The Quebecor empire, on which the son refuses to set
Don’t panic.
Image via Maclean’s.
Or, okay, go ahead and panic. Whatever.
In case you’ve been living under a rock or haven’t checked your Vidéotron email: Pierre Karl Péladeau (or PKP), who served as CEO of self-styled “communications giant” Quebecor from 1999-2013, and vice-chair thereafter, is running for the Parti Québécois in the upcoming provincial election.
Realizing that it could be a wee conflict of interest to be a cabinet minister and vice-chair of a communications giant, Péladeau announced that he was resigning from his post on the board of directors, which is great.
He also told reporters that he had no intention to sell his shares in Quebecor, which CBC reported represent a 28 percent stake of Quebecor, Inc. and a majority stake in subsidiary Quebecor Media’s voting rights. Quebecor Media owns, among other properties, the Journal de Montréal, the nation-wide chain of Sunnewspapers, and broadcaster TVA.

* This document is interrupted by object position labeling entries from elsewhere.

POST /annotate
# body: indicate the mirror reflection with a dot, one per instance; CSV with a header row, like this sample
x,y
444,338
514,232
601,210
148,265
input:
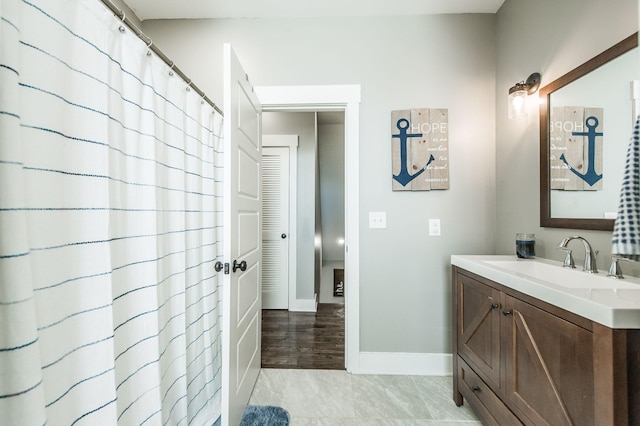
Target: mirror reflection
x,y
586,123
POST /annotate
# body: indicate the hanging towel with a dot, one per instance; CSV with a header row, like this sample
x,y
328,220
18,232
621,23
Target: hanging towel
x,y
626,231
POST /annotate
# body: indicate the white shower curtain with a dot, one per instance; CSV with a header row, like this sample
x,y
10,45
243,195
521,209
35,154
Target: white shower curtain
x,y
110,225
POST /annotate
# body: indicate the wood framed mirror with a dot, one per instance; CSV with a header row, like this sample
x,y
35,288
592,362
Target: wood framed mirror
x,y
584,138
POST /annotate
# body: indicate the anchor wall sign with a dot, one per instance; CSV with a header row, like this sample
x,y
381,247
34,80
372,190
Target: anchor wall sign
x,y
420,149
576,137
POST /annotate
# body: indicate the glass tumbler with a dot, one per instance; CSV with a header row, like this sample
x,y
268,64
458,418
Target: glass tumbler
x,y
525,245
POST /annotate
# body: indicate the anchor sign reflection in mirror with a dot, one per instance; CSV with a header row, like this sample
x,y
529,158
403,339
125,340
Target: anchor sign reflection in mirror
x,y
576,155
420,149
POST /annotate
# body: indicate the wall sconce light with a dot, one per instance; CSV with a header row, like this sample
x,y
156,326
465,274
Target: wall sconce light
x,y
518,95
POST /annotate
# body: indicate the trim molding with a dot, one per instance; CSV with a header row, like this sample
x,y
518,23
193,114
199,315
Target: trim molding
x,y
407,364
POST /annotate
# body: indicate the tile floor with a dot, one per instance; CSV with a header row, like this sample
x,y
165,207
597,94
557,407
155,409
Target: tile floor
x,y
335,397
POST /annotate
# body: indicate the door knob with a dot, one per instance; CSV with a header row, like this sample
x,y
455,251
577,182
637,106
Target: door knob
x,y
242,265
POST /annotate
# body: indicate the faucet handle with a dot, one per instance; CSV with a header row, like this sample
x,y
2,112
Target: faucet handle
x,y
568,260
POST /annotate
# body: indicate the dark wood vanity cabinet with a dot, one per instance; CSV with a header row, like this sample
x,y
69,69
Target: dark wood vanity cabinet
x,y
518,360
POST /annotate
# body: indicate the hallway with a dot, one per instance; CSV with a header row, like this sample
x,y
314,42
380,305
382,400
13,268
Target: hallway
x,y
304,340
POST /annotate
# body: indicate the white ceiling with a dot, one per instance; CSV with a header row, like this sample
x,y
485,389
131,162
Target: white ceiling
x,y
173,9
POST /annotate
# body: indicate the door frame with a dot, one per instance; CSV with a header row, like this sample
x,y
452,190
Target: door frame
x,y
335,98
291,142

One might call this problematic (if one wanted to understate the situation), and a possible violation of the legislature’s ethics code, if that’s the kind of thing one chooses to careabout.
PKP’s initial admission that he’d defy the ethics commissioner if he were told to divest Quebecor is a truly amazing unforced error.
— Andrew Coyne (@acoyne) March 11, 2014
It is one thing to have meddlesome owners sticking their noses into newsrooms for political purposes (Mr. Asper on line one), but quite another to have a meddlesome owner sticking his nose into newsrooms for both political purposes and personal advancement. As editor-turned-senator Joan Fraser told The Canadian Press*, “When you cross the line and become both a legislator and the proprietor of very powerful media voices, I think the situation becomes significantly more troublesome.”
Proving an owner’s hand in a newspaper or broadcaster’s editorial operations can be difficult, but for Péladeau, it is at least a problem of perception. In 2010, according to a survey** for the chaire de recherche en éthique du journalisme at the University of Ottawa, 50 percent of Quebec respondents thought that PKP’s corporation was the most likely media company to use its publications to advance its directors’ political and economic agendas. That number was effectively unchanged in another survey the next year.
Last year, Martin Patriquin of Maclean’s presented a few disturbing accusations of interference and agenda-setting by PKP, including at its newspapers. (For what it’s worth, Quebecor denied it all, and the Sun papers—Péladeau’s English-language fiefdom—say he’s a hands-off kind of guy.)
These are unfamiliar, if not necessarily uncharted, waters. Even the closest comparison isn’t close enough to be instructive: Michael Bloomberg, whose ownership of Bloomberg LP made him richer than Yemen, was not known for editorial interference before his three terms as mayor of New York City, and has only gotten his hands dirty since leaving office.
Concerns over editorial independence, particularly in communications giants like Quebecor, are not new in Canada. In 1981, the Kent Commission recommended legislation that “would raise the status and enhance the freedom of journalists by protecting their rights, if a newspaper is under an ownership that has major interests outside the newspaper, and provide an opportunity for the voice of the community, whose citizens have a particular stake in the quality of the local newspaper, to be heard.”
The commissioners may have meant major pecuniary interests (perhaps in forestry and shipbuilding), but surely a seat at the cabinet table counts as more than a minor interest.
*CP is 1/3-owned by Square Victoria Communications Group, which publishes La Presse and is a subsidiary of Power Corp., which was featured on the cover of Wednesday’s Quebecor-owned Journal de Montréal. La Presse put Péladeau on its cover.
**The 2010 poll was conducted via telephone by Écho Sondage, and surveyed 1,005 Quebeckers, aged 18 or older. It had a margin of error of +/- 3.1 percent, 19 times out of 20, and a response rate of 30.7 percent. The wording of the questions and responses can be found (in French) in CREJ’s report; the question about a media outlet’s economic or political agenda is on page nine. For insight into how journalists feel about ownership concentration, see page eight of this 2012 report from CREJ.